# Remote login / VNC / TightVNC / Anything

## rush_ad

hey people

i wanted to setup some kind of remote login on my computer so that i can access my computer from outside. i have windows remote login enabled but now that i am back to gentoo, i really need to use this feature.

sometimes i goto class and then i remember tha i forgot to email myself my homework/paper/etc and that just screwes up a night worth of work.

so if someone can please explain me how i can setup, any kind, remote networking it would be really great.

just so that you know, i will be behind university firewall and i am not any good with networking or computer stuff. but i can follow directions very well.

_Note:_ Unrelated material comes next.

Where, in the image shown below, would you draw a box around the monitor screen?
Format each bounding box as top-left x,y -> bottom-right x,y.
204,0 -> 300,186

please post some guide lines to setup remote login. i searched the gentoo forums but i didnt find any howto. i saw posts with problems but none with a setup guide.

thanks a lot for helping.

Edit: just to make sure, i need to login with graphics availabe wherever i login. it would suck if i end up using command line because i dont know how to use it. and would i be able to login from a computer with windows 2k or xp?

----------

## solomonHk

vnc is nice as you dont need a viewer application to remote in.   You can simply use a web browser to point to the linux box IP + port 580X where X is the screen set by the vnc server as a port, and viola,  you have a web based remote desktop.    The documentation is really simple, and with emerging,  there isnt too much you have to do other than edit your configs if you want a desktop manager, etc, etc.   I say give it a try.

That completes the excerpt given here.